Extract and analyze images with DynaPDF

Did you know that you can extract and analyze images from a PDF file with DynaPDF? For this you can use the function DynaPDF.GetImage. In the parameters you can specify which information you want to get for an image. You can choose between the following values:

BufSize The size of the image buffer in bytes.
BufSize The size of the image buffer in bytes.
Buffer The image data as JPEG or FILE.
Picture The image as a picture container. Either JPEG or TIFF.
Filter The format of image:
Required decode filter if the image is compressed. Possible values are dfDCTDecode (JPEG), dfJPXDecode (JPEG2000), and dfJBIG2Decode. Other filters are already removed by DynaPDF since a conversion to a native file format is then always required.
OrgFilter The image was compressed with this filter in the PDF file. This info is useful to determine which compression filter should be used when creating a new image file from the image buffer.
BitsPerPixel Bit depth of the image buffer. Possible values are 1, 2, 4, 8, 24, 32, and 64.
ColorSpace The color space refers either to the image buffer or to the color table if set.
NumComponents The number of components stored in the image buffer.
MinIsWhite If 1, the colors of 1 bit images are reversed.
ColorCount The number of colors in the color table.
Width Image width in pixel.
Height Image height in pixel.
ScanLineLength The length of a scanline in bytes.
InlineImage If 1, the image is an inline image.
Interpolate If 1, image interpolation should be performed.
Transparent The meaning is different depending on the bit depth and whether a color table is available.
If the image is a 1 bit image and if no color table is available, black pixels must be drawn with the current fill color. If the image contains a color table, ColorMask contains the range of indexes in the form min/max index which should appear transparent. If no color table is present ColorMask contains the transparent ranges in the form min/max for every color component.
Intent The rendering intent. Default is none.
MetadataSize Length of Metadata in bytes.
ResolutionX Image resolution on the x-axis.
ResolutionY Image resolution on the y-axis.
Metadata Optional XML Metadata stream as text.
ICCProfile ICC Color Profile of the colorspace (can be empty).
MaskImage If set, a 1 bit image is used as a transparency mask. Returns index of that image.
SoftMask If set, a grayscale image is used as alpha channel. Returns index of that image.
FillColor The current fill color. An image mask is drawn with the current fill color.
FillColorSpace The color space in which FillColor is defined.

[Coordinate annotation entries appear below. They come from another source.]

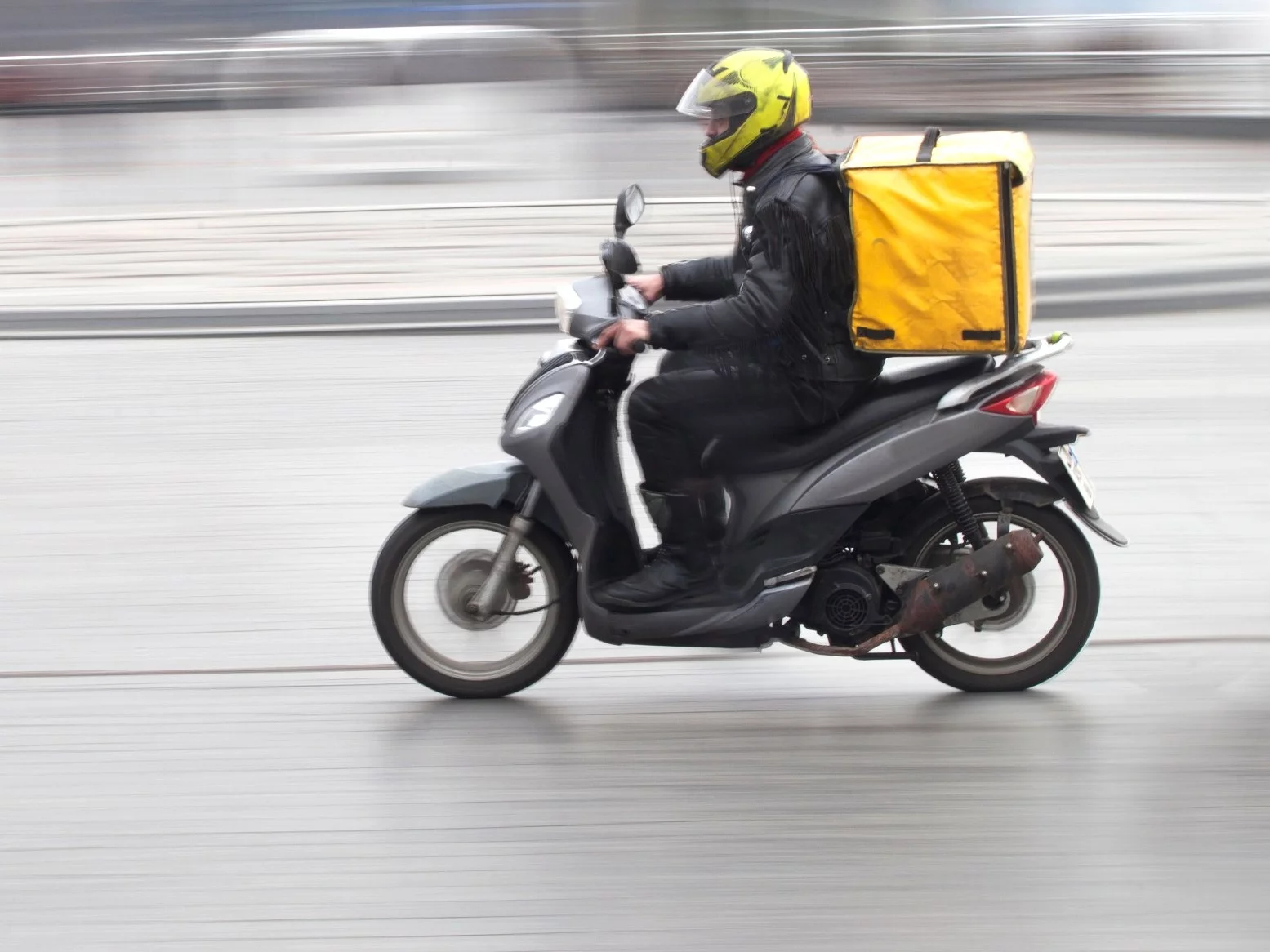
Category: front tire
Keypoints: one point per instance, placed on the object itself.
(953, 656)
(442, 647)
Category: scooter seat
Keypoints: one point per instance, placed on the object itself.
(893, 395)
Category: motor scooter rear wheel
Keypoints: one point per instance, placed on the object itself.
(422, 590)
(1041, 621)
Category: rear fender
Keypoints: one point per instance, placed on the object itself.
(1036, 450)
(496, 485)
(1002, 489)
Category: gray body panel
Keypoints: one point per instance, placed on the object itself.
(767, 608)
(902, 452)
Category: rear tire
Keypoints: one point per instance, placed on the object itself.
(434, 670)
(1066, 545)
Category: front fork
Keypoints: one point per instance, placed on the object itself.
(494, 589)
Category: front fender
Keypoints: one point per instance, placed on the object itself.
(484, 484)
(502, 484)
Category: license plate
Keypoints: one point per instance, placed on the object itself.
(1073, 469)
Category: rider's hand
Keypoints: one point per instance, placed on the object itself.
(622, 336)
(650, 286)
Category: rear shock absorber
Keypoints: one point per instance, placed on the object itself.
(950, 480)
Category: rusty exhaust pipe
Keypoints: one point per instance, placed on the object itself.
(945, 592)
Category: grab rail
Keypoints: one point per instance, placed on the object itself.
(1036, 353)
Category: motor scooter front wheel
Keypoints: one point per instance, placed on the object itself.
(422, 598)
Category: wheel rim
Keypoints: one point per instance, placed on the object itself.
(434, 587)
(1004, 645)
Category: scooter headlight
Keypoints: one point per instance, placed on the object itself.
(537, 414)
(567, 302)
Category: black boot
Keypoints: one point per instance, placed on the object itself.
(686, 561)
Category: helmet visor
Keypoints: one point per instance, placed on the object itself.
(720, 96)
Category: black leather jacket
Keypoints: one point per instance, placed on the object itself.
(778, 304)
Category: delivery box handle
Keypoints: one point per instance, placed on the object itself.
(926, 151)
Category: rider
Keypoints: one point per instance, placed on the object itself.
(767, 352)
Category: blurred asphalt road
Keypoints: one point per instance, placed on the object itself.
(136, 212)
(211, 504)
(741, 805)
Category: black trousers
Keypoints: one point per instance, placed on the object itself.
(675, 416)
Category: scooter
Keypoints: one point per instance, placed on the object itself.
(862, 538)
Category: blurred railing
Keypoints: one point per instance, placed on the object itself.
(1112, 65)
(1107, 65)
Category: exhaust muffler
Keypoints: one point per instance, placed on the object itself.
(934, 598)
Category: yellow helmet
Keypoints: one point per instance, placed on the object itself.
(762, 93)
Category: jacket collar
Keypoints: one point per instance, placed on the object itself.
(778, 162)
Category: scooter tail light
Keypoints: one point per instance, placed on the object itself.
(1025, 400)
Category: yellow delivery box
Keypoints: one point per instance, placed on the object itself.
(942, 229)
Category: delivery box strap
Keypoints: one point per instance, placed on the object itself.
(926, 151)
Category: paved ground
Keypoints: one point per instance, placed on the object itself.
(752, 803)
(183, 167)
(359, 254)
(215, 504)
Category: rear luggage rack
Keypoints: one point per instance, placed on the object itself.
(1036, 353)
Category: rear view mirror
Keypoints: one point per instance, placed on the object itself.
(631, 208)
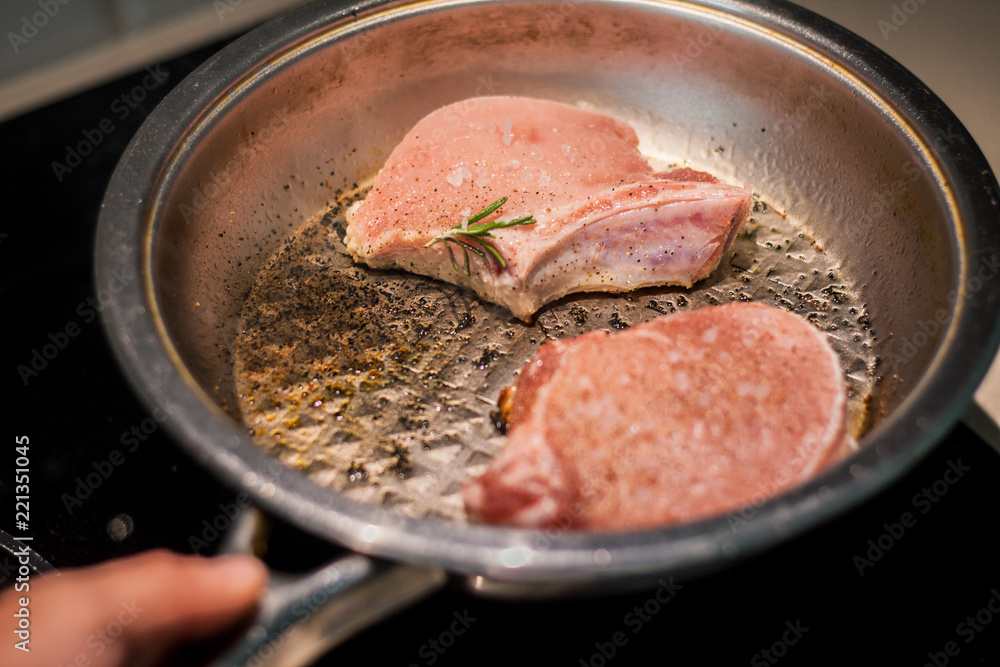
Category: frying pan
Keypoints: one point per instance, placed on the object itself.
(823, 126)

For example, the size query would look like this:

Set Field [ Images::Width ; Value: MBS( "DynaPDF.GetImage"; $PDF; $i; "Width" ) ]
Set Field [ Images::Height; Value: MBS( "DynaPDF.GetImage"; $PDF; $i; "Height") ]

In the parameters we first specify the PDF working environment in which the file with the analyzed images is located, then the index of the image to determine which image should be analyzed and finally the type of information that is requested.

As already mentioned, we can not only analyze images, but also extract them from the file. The image is in the end only information that we query, which means we can use the same function again.

Set Field [ Images::image ; MBS("DynaPDF.GetImage"; $PDF; $i; "Picture"; $i&"_imag.png"; "PNG") ]

We can specify more information here in the parameters, so we additionally specify the file name and the format we want for the image.

If we want to extract all images of a document, we can use the functions in a loop. The loop will then run as many times as there are images. We determine the number of images with the function DynaPDF.GetImageCount. The index of the addressed images starts at 0, and ends at DynaPDF.GetImageCount-1.

If you are interested in this topic have a look at our new example Extract and analyze images.fmp12 included with the next version.

To use this functions you need a DynaPDF Lite license and the new example file Extract and analyze images.fmp12 is part of 11.5 release.